Quieting a Hybrid Water Heater (pt 2)

In a previous post we discussed the problem. An apparent 190Hz hum coming from a brand new water heater.

In that post, I said I would replace the hard copper mount to flexible couplings. I did that.

And this was the result

Please excuse the bixby icon. 

We still have a vibration to handle between the tank and the floor.

So now we get into the dark art of vibration dampening.

If we peruse McMaster-Carr's catalog, we see there are a plethora of options. To select the right one, we're going to have to use...

MATH. (insert Futurama reference)

Because I'm an American, this will be in imperial measurements. Adjust your constants per your unit system, country of origin, and time zone.

To start, we need to know the weight.

The datasheet says an empty unit weighs 244 pounds and holds 72 gallons. Water weighs 8.8 pounds per gallon. Some quick math

\[ 244+72*8.8=877.6 \]

Call it 900 pounds to make up for the weight of the piping and inevitable dust build up.

Rheem sells a vibration isolation kit (for $150?!) and it includes 4 mounts. I assume they are COTS parts. And therefore, not worth the price.

So we'll find 4 appropriate mounts, and distribute 225 pounds onto each of them.

Our disturbing frequency is 190Hz \( f_d \).

To get our natural frequency, we divide by 2.45 in order to get 80% isolation (insert reason why). \[ f_n = f_d/2.45 = 190/2.45=77Hz \] We need this to get our static deflection.

Static deflection  \[ ds = g/f_n^2 = 9.8/77^2= .00165 inches \]

From there, we can get our spring rate (K)

\[ K = mountLoad / ds = 225 / .00165 = 136,363 lbs/inch \]

As long as our mount is rated for more than 225 pounds, and has a spring rate less than 136,363 lbs/inch, we should be able to stop some of the 190Hz vibration from transmitting into the concrete floor.

But how much of the vibration would be stopped?

Lets compare two options: 64865K87 and 5940K57 (both McMaster-Carr items).

64865K87 says its deflection @ capacity is .18" @ 250 pounds. So its spring rate is K = 250/.18 = 1388.9 lbs/inch. Meets both requirements.

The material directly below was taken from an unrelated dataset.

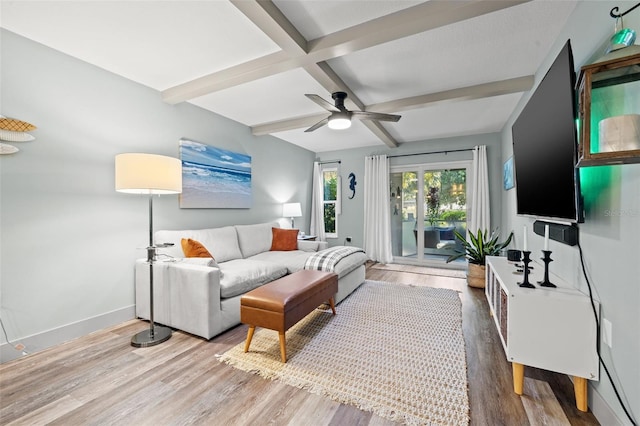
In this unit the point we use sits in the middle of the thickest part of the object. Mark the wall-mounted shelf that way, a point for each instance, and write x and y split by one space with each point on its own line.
609 111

To get our actual deflection, we can reverse that a bit using our known weight. Deflection = 225/1388.9 = .162". A quick sanity check that its deflection is smaller than the uncompressed dimension of the mount and we know it won't be obliterated.

But how much noise will it stop? For that, need to recompute the natural frequency \[ f_n = \sqrt{\frac{9.8}{d}} = \sqrt{\frac{9.8}{.162}} = 7.778Hz \]

Then we can calculate our Transmissability: \[ T = \frac{1}{( (\frac{f_d}{f_n})^2-1 )} = \frac{1}{ (\frac{190}{7.778})^2-1 } = .00167 \]

And our percent blocked:

\[ 100*(1-T) = 100*(1-.00167) = 99.832% \]

So it should stop 99.832% of the noise generated by the Water Heater - Floor interface.

Repeat for 5940K57 (a 1ft2 sheet of neoprene rubber)

Weight capacity 1500 pounds, deflection @ weight of .04", we can use the same procedure as above to get 98.94% isolation.

I went with the little feet (64865K87) because they have a lower durometer (how squishy the rubber is), and therefore wiggle a bit more as water flows around (another noise source).

The result:

Spectroid app's output after hard mount removal and rubber isolators.

Peace in the kingdom? For now.

There is still improvement to be done. The foam isolation between the condenser coil and the lid is... insufficient, and the fan itself is hard mounted to metal.

Until I can address those two, I will be adding some automation to put it into electric only or vacation mode whenever the TV is on, just to get rid of the last of the fan noise.